The first time I encountered their strange decision was when my client asked me to decrease the expenses of our infrastructure. We have several running Linux droplets to experiment with. At some point bill for them got higher than the client was happy to pay. He asked me to check if we use all resources and how to optimize them. Of course, such machines were found, otherwise, you wouldn't read this note. I was surprised when I found out that you cannot decrease droplet resources with Digital Ocean, only increase them. I am not sure if there is any technical reason for them to do so. From a Sales point of view, it seems pretty reasonable. I had to find a way to replicate running machines on my own, ideally without any downtime.
Solution
The steps described below were tested on Ubuntu 18 LTS, but they must work with most Linux-based distributions.
Set up a new machine and make sure ssh and rsync are installed.
Try to stop all running services which are currently not used. For example, if you are doing it remotely like me you mustn't disable sshd. Otherwise, most of them can be disabled.

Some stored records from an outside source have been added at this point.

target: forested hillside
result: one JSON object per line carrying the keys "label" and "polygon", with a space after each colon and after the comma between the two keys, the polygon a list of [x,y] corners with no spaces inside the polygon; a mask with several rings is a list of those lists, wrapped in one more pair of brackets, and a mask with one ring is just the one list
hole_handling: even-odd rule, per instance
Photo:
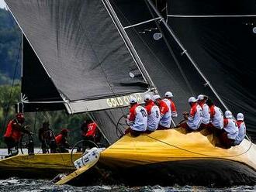
{"label": "forested hillside", "polygon": [[17,62],[15,78],[19,78],[20,57],[18,60],[18,54],[20,43],[21,32],[11,13],[0,9],[0,84],[11,83]]}
{"label": "forested hillside", "polygon": [[[2,136],[7,123],[15,117],[14,105],[20,101],[20,49],[21,32],[11,13],[0,9],[0,146],[5,147]],[[19,53],[19,57],[18,57]],[[13,77],[14,86],[12,87]],[[38,129],[44,121],[49,121],[51,129],[57,134],[61,128],[71,130],[71,143],[80,139],[80,125],[85,115],[67,115],[65,111],[26,113],[26,124],[34,132],[36,146],[40,143]]]}

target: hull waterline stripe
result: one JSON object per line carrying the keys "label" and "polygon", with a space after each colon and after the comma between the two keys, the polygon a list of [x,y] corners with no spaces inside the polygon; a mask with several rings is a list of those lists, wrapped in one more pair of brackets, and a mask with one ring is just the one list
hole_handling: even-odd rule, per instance
{"label": "hull waterline stripe", "polygon": [[136,24],[134,24],[134,25],[131,25],[131,26],[125,26],[125,27],[123,27],[123,29],[126,29],[131,28],[131,27],[133,27],[133,26],[140,26],[140,25],[142,25],[142,24],[144,24],[144,23],[147,23],[147,22],[152,22],[152,21],[154,21],[154,20],[161,19],[161,17],[157,17],[157,18],[154,18],[154,19],[152,19],[147,20],[147,21],[144,21],[144,22],[139,22],[139,23],[136,23]]}
{"label": "hull waterline stripe", "polygon": [[256,15],[168,15],[168,17],[180,17],[180,18],[218,18],[218,17],[256,17]]}

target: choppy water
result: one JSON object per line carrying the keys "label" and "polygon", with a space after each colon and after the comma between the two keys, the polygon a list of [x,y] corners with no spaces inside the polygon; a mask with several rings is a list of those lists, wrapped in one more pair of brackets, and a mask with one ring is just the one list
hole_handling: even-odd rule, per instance
{"label": "choppy water", "polygon": [[[40,153],[40,149],[36,149],[35,152]],[[3,155],[7,154],[5,149],[0,149],[0,159]],[[0,170],[0,174],[4,174]],[[26,174],[26,173],[24,173]],[[256,191],[255,186],[234,186],[227,188],[211,188],[200,186],[144,186],[137,187],[129,187],[127,186],[89,186],[89,187],[74,187],[70,185],[56,186],[50,183],[50,180],[29,180],[12,177],[6,180],[0,180],[0,192],[2,191],[17,191],[17,192],[66,192],[66,191],[141,191],[141,192],[167,192],[167,191]]]}
{"label": "choppy water", "polygon": [[129,187],[125,186],[90,186],[76,187],[68,185],[56,186],[52,184],[49,180],[27,180],[12,177],[7,180],[0,180],[0,191],[256,191],[256,186],[239,186],[229,188],[208,188],[195,186],[174,186],[165,187],[161,186],[144,186],[137,187]]}

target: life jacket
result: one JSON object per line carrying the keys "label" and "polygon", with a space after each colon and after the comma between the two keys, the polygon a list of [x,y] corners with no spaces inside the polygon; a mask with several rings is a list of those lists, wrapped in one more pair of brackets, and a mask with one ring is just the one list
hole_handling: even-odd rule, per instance
{"label": "life jacket", "polygon": [[65,142],[65,139],[64,139],[64,137],[62,134],[59,134],[55,137],[56,143],[57,145],[62,145],[63,143]]}
{"label": "life jacket", "polygon": [[246,126],[244,121],[237,121],[238,125],[238,135],[236,137],[235,145],[239,145],[244,140],[246,135]]}
{"label": "life jacket", "polygon": [[159,108],[154,103],[152,100],[146,103],[145,108],[147,112],[147,127],[150,132],[155,131],[160,121],[160,110]]}
{"label": "life jacket", "polygon": [[171,117],[177,117],[177,109],[175,102],[171,98],[164,98],[163,101],[167,104],[169,108],[170,112],[171,114]]}
{"label": "life jacket", "polygon": [[227,133],[228,139],[236,139],[238,135],[238,126],[234,119],[224,118],[224,130]]}
{"label": "life jacket", "polygon": [[97,129],[97,124],[95,122],[92,122],[88,125],[88,131],[85,134],[85,136],[95,136],[96,133],[96,129]]}
{"label": "life jacket", "polygon": [[9,122],[9,123],[7,125],[6,132],[4,135],[4,137],[11,137],[16,142],[19,142],[21,136],[22,136],[22,132],[21,130],[17,130],[13,128],[14,124],[17,123],[16,119],[12,119]]}
{"label": "life jacket", "polygon": [[131,129],[138,132],[147,130],[147,110],[139,104],[133,105],[130,109],[127,123]]}
{"label": "life jacket", "polygon": [[196,130],[199,128],[202,119],[202,109],[199,105],[194,103],[190,109],[188,118],[188,125],[190,129]]}
{"label": "life jacket", "polygon": [[209,108],[210,111],[210,122],[212,125],[219,129],[223,128],[223,113],[221,109],[215,105]]}
{"label": "life jacket", "polygon": [[165,127],[170,128],[171,122],[171,110],[168,104],[164,100],[159,101],[159,109],[160,109],[160,122],[159,125]]}

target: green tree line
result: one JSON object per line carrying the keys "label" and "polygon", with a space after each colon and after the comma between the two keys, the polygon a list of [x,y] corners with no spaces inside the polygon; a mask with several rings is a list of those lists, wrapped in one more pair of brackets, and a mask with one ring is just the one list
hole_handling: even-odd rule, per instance
{"label": "green tree line", "polygon": [[20,77],[21,34],[11,13],[0,9],[0,84],[11,84],[17,63],[16,78]]}

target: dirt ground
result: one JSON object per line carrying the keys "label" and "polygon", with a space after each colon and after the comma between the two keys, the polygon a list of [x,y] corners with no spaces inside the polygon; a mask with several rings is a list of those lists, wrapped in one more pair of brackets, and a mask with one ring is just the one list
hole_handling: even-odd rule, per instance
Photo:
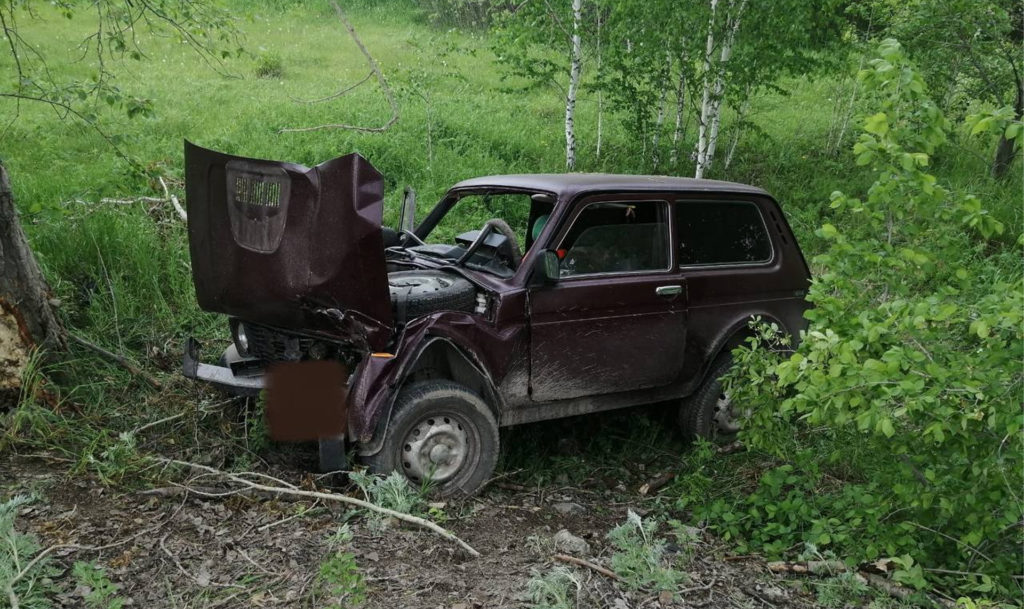
{"label": "dirt ground", "polygon": [[[476,497],[440,508],[443,526],[480,552],[474,559],[429,531],[369,519],[343,506],[245,494],[202,497],[175,486],[116,491],[88,476],[70,477],[67,469],[39,456],[14,456],[0,464],[0,496],[38,497],[22,509],[17,522],[44,546],[112,545],[58,550],[55,566],[65,575],[78,560],[102,566],[126,606],[133,607],[336,606],[316,577],[336,552],[354,555],[366,582],[366,607],[528,607],[527,581],[556,564],[557,531],[566,529],[589,543],[589,556],[580,558],[608,566],[608,530],[629,509],[643,514],[649,501],[609,490],[498,481]],[[278,475],[302,479],[294,472]],[[332,541],[345,521],[352,539]],[[628,592],[595,570],[573,566],[577,606],[813,606],[796,581],[769,573],[757,558],[727,556],[702,532],[669,551],[678,553],[676,564],[688,575],[675,599]],[[58,588],[56,606],[84,606],[88,590],[74,583]]]}

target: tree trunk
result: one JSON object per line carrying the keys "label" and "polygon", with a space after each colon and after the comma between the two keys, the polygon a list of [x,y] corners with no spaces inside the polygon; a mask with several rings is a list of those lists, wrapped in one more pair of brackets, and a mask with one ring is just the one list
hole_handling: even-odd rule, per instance
{"label": "tree trunk", "polygon": [[654,121],[654,134],[651,136],[651,168],[656,172],[657,166],[662,163],[662,156],[658,149],[662,137],[662,126],[665,124],[665,102],[669,98],[669,78],[672,76],[672,55],[665,53],[665,74],[662,75],[660,88],[662,97],[657,102],[657,119]]}
{"label": "tree trunk", "polygon": [[[597,11],[597,74],[601,74],[601,11]],[[600,76],[598,76],[600,78]],[[601,160],[601,126],[604,121],[604,91],[597,90],[597,150],[596,158]]]}
{"label": "tree trunk", "polygon": [[686,132],[683,113],[686,110],[686,52],[679,61],[679,87],[676,89],[676,129],[672,132],[672,158],[669,165],[673,170],[679,166],[679,140]]}
{"label": "tree trunk", "polygon": [[565,169],[569,171],[575,169],[575,96],[583,68],[583,48],[580,44],[582,4],[583,0],[572,0],[572,57],[569,67],[569,92],[565,96]]}
{"label": "tree trunk", "polygon": [[17,402],[33,349],[67,347],[50,289],[17,220],[7,169],[0,164],[0,409]]}
{"label": "tree trunk", "polygon": [[711,127],[711,71],[712,54],[715,52],[715,9],[718,0],[711,0],[711,17],[708,19],[708,44],[705,47],[703,95],[700,98],[700,124],[697,125],[696,169],[693,177],[702,178],[708,162],[708,133]]}
{"label": "tree trunk", "polygon": [[[1024,118],[1024,82],[1017,80],[1017,101],[1014,103],[1014,116],[1020,121]],[[995,159],[992,161],[992,177],[1006,177],[1010,166],[1017,157],[1017,140],[1007,139],[1007,133],[999,134],[999,143],[995,146]]]}
{"label": "tree trunk", "polygon": [[[705,171],[711,169],[715,162],[715,148],[718,146],[718,131],[722,124],[722,101],[725,99],[725,64],[732,57],[732,45],[736,42],[736,32],[739,30],[739,19],[743,14],[746,0],[740,0],[735,11],[730,11],[726,17],[726,34],[722,41],[722,53],[715,71],[715,90],[712,92],[711,134],[708,136],[708,146],[705,151]],[[729,7],[733,8],[732,5]],[[702,172],[701,172],[702,173]]]}

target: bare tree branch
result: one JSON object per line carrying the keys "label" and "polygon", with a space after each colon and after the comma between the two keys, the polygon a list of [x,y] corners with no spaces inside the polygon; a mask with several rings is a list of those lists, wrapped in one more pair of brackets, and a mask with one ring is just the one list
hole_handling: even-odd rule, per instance
{"label": "bare tree branch", "polygon": [[328,95],[327,97],[321,97],[319,99],[298,99],[296,97],[292,97],[291,99],[292,99],[292,101],[294,101],[296,103],[322,103],[324,101],[330,101],[332,99],[337,99],[338,97],[341,97],[345,93],[348,93],[352,89],[354,89],[354,88],[358,87],[359,85],[361,85],[362,83],[367,82],[368,80],[370,80],[371,78],[373,78],[373,76],[374,76],[374,73],[371,72],[371,73],[367,74],[367,76],[362,77],[362,79],[359,80],[359,82],[355,83],[354,85],[349,85],[349,86],[345,87],[344,89],[341,89],[337,93],[332,93],[331,95]]}
{"label": "bare tree branch", "polygon": [[[446,529],[444,529],[444,528],[442,528],[440,526],[437,526],[433,522],[430,522],[429,520],[426,520],[424,518],[420,518],[418,516],[413,516],[411,514],[406,514],[406,513],[402,513],[402,512],[396,512],[394,510],[389,510],[387,508],[382,508],[382,507],[377,506],[375,504],[371,504],[370,502],[365,502],[362,499],[357,499],[355,497],[350,497],[350,496],[347,496],[347,495],[337,494],[337,493],[333,493],[333,492],[321,492],[321,491],[315,491],[315,490],[302,490],[300,488],[296,488],[292,484],[288,484],[284,480],[279,480],[279,479],[273,478],[271,476],[267,476],[266,474],[259,474],[259,473],[256,473],[256,472],[246,472],[246,473],[243,473],[243,474],[232,474],[230,472],[222,472],[220,470],[217,470],[215,468],[211,468],[211,467],[208,467],[208,466],[203,466],[203,465],[199,465],[199,464],[195,464],[195,463],[188,463],[188,462],[184,462],[184,461],[177,461],[177,460],[173,460],[173,459],[157,459],[156,461],[159,462],[159,463],[166,464],[166,465],[176,465],[176,466],[181,466],[181,467],[185,467],[185,468],[191,468],[194,470],[199,470],[201,472],[206,472],[208,475],[219,476],[219,477],[225,478],[227,480],[230,480],[231,482],[236,482],[238,484],[242,484],[248,490],[259,490],[259,491],[270,492],[270,493],[274,493],[274,494],[293,495],[293,496],[304,496],[304,497],[325,499],[325,501],[328,501],[328,502],[338,502],[338,503],[341,503],[341,504],[348,504],[350,506],[355,506],[357,508],[362,508],[364,510],[370,510],[371,512],[377,512],[378,514],[383,514],[385,516],[390,516],[391,518],[394,518],[396,520],[401,520],[402,522],[408,522],[410,524],[415,524],[418,527],[431,530],[431,531],[437,533],[438,535],[440,535],[441,537],[443,537],[443,538],[445,538],[445,539],[447,539],[450,541],[453,541],[453,542],[457,543],[459,547],[461,547],[463,550],[465,550],[467,553],[469,553],[470,556],[473,556],[473,557],[479,557],[480,556],[480,553],[477,552],[476,550],[474,550],[472,546],[470,546],[469,543],[463,541],[462,539],[460,539],[459,537],[457,537],[454,533],[450,532],[449,530],[446,530]],[[258,477],[263,478],[265,480],[271,481],[271,484],[260,484],[259,482],[253,482],[252,480],[248,480],[248,479],[244,478],[243,476],[258,476]],[[188,487],[186,487],[186,488],[188,488]],[[195,493],[201,494],[201,495],[208,494],[205,491],[197,490],[197,489],[194,489],[194,488],[188,488],[188,490],[190,492],[195,492]]]}
{"label": "bare tree branch", "polygon": [[388,119],[387,122],[381,125],[380,127],[365,127],[360,125],[345,125],[341,123],[336,123],[329,125],[317,125],[315,127],[294,127],[294,128],[279,129],[278,133],[299,133],[304,131],[321,131],[324,129],[347,129],[349,131],[362,131],[367,133],[383,133],[384,131],[390,129],[391,125],[394,125],[395,123],[398,122],[398,104],[395,103],[394,95],[391,93],[391,87],[388,86],[387,80],[384,79],[384,74],[381,72],[380,67],[377,64],[377,60],[374,59],[374,56],[371,55],[370,51],[367,50],[367,47],[362,44],[362,41],[359,40],[358,35],[355,33],[355,28],[352,27],[352,24],[348,20],[348,17],[345,16],[344,12],[342,12],[341,7],[338,6],[338,3],[335,2],[334,0],[331,0],[331,6],[333,6],[334,11],[338,13],[338,18],[341,19],[341,24],[345,26],[346,30],[348,30],[348,35],[352,37],[352,40],[355,42],[355,46],[359,47],[359,51],[367,58],[367,62],[370,63],[370,70],[377,77],[377,82],[380,83],[381,91],[383,91],[384,97],[387,99],[388,105],[391,106],[391,118]]}

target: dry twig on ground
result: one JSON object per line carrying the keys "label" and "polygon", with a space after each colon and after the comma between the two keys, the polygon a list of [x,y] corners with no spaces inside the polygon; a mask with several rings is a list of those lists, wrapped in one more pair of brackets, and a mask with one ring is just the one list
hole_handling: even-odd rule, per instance
{"label": "dry twig on ground", "polygon": [[[394,125],[395,123],[398,122],[398,104],[394,100],[394,94],[391,92],[391,87],[388,86],[387,80],[384,78],[384,73],[381,72],[380,67],[377,64],[377,60],[374,59],[374,56],[370,54],[369,50],[367,50],[367,47],[362,44],[362,41],[359,40],[358,35],[355,33],[355,28],[352,27],[351,21],[349,21],[348,17],[345,16],[345,13],[342,12],[341,7],[338,6],[338,3],[335,2],[334,0],[331,0],[331,6],[334,7],[334,11],[338,14],[338,18],[341,19],[341,24],[345,27],[345,30],[348,30],[348,35],[352,37],[352,41],[355,42],[355,46],[359,47],[359,52],[361,52],[362,56],[367,58],[367,63],[370,64],[371,74],[377,77],[377,82],[381,86],[381,91],[384,93],[384,98],[387,99],[387,103],[391,107],[391,118],[388,119],[387,122],[381,125],[380,127],[365,127],[361,125],[346,125],[343,123],[334,123],[328,125],[316,125],[315,127],[284,128],[284,129],[279,129],[278,133],[298,133],[303,131],[321,131],[323,129],[347,129],[349,131],[382,133],[390,129],[391,125]],[[341,95],[344,95],[345,93],[354,89],[355,87],[361,85],[368,79],[369,77],[362,79],[358,83],[348,88],[338,91],[333,95],[328,95],[327,97],[324,97],[322,99],[316,99],[313,100],[312,102],[306,102],[306,103],[316,103],[318,101],[327,101],[330,99],[335,99],[337,97],[340,97]]]}
{"label": "dry twig on ground", "polygon": [[[371,504],[370,502],[365,502],[362,499],[357,499],[357,498],[354,498],[354,497],[346,496],[346,495],[343,495],[343,494],[337,494],[337,493],[333,493],[333,492],[322,492],[322,491],[315,491],[315,490],[303,490],[303,489],[295,487],[295,485],[293,485],[293,484],[289,484],[288,482],[285,482],[284,480],[280,480],[278,478],[273,478],[272,476],[267,476],[266,474],[260,474],[260,473],[257,473],[257,472],[242,472],[242,473],[222,472],[220,470],[217,470],[215,468],[211,468],[211,467],[208,467],[208,466],[203,466],[203,465],[199,465],[199,464],[195,464],[195,463],[188,463],[188,462],[185,462],[185,461],[177,461],[177,460],[173,460],[173,459],[157,459],[155,461],[157,461],[159,463],[162,463],[162,464],[165,464],[165,465],[181,466],[181,467],[185,467],[185,468],[198,470],[198,471],[201,471],[201,472],[205,472],[207,475],[221,477],[221,478],[224,478],[224,479],[229,480],[231,482],[234,482],[237,484],[241,484],[241,485],[243,485],[248,490],[256,490],[256,491],[269,492],[269,493],[282,494],[282,495],[304,496],[304,497],[310,497],[310,498],[324,499],[324,501],[328,501],[328,502],[337,502],[337,503],[340,503],[340,504],[348,504],[350,506],[355,506],[356,508],[362,508],[364,510],[370,510],[371,512],[377,512],[378,514],[383,514],[385,516],[390,516],[391,518],[394,518],[396,520],[400,520],[402,522],[408,522],[408,523],[414,524],[414,525],[416,525],[416,526],[418,526],[420,528],[425,528],[425,529],[428,529],[430,531],[433,531],[433,532],[437,533],[438,535],[440,535],[441,537],[443,537],[443,538],[445,538],[445,539],[447,539],[450,541],[453,541],[453,542],[457,543],[460,548],[462,548],[467,553],[469,553],[470,556],[473,556],[473,557],[479,557],[480,556],[480,553],[477,552],[476,550],[474,550],[472,546],[470,546],[469,543],[463,541],[458,536],[456,536],[454,533],[450,532],[447,529],[442,528],[442,527],[434,524],[433,522],[430,522],[429,520],[426,520],[424,518],[420,518],[418,516],[413,516],[411,514],[404,514],[402,512],[396,512],[394,510],[389,510],[387,508],[382,508],[382,507],[377,506],[375,504]],[[267,482],[269,482],[269,484],[261,484],[259,482],[254,482],[254,481],[248,479],[247,476],[248,477],[257,477],[257,478],[266,480]],[[200,494],[200,495],[204,495],[204,496],[209,496],[210,495],[210,493],[208,493],[208,492],[204,492],[204,491],[195,489],[195,488],[189,487],[187,485],[185,486],[185,488],[187,488],[190,492],[195,492],[196,494]]]}
{"label": "dry twig on ground", "polygon": [[614,571],[605,569],[601,565],[592,563],[589,560],[584,560],[582,558],[577,558],[574,556],[569,556],[567,554],[556,554],[552,558],[554,558],[556,561],[559,562],[568,563],[570,565],[577,565],[578,567],[587,567],[588,569],[597,571],[598,573],[604,575],[605,577],[609,577],[611,579],[614,579],[615,581],[623,580],[623,578]]}
{"label": "dry twig on ground", "polygon": [[135,375],[136,377],[138,377],[138,378],[142,379],[143,381],[145,381],[146,383],[148,383],[150,386],[153,387],[154,389],[162,389],[163,388],[163,385],[160,384],[160,381],[156,380],[155,378],[153,378],[152,376],[150,376],[148,374],[146,374],[145,372],[143,372],[142,368],[138,367],[137,365],[135,365],[134,363],[132,363],[131,361],[129,361],[126,357],[124,357],[122,355],[118,355],[117,353],[113,353],[111,351],[108,351],[106,349],[103,349],[99,345],[97,345],[95,343],[90,343],[89,341],[87,341],[87,340],[85,340],[85,339],[83,339],[81,337],[77,337],[77,336],[75,336],[73,334],[69,334],[68,337],[71,340],[73,340],[76,343],[78,343],[79,345],[82,345],[83,347],[85,347],[87,349],[91,349],[92,351],[96,352],[97,354],[99,354],[103,358],[109,359],[109,360],[111,360],[111,361],[119,364],[121,367],[125,368],[129,373]]}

Next, we need to create a file containing excluded directories. Rsync doesn't have to copy all files and directories since some of them are hardware-specific, auto-generated, or default. Let's call the file replication_exclude.
/boot/
/lib/modules
/etc/modules
/etc/lilo.conf
/etc/fstab
/etc/mtab
/proc
/dev
lost+found/
/var/log
/etc/network/interfaces
And then we can run the sync command:
rsync -e ssh -avz --exclude-from=/root/replication_exclude username@old_server:/ /
Depending on the server setup you are trying to clone you may get sync errors on specific directories and files. You can add such entries in the replication_exclude file and rerun rsync.
When it's done you can turn off the old server and enjoy your new one.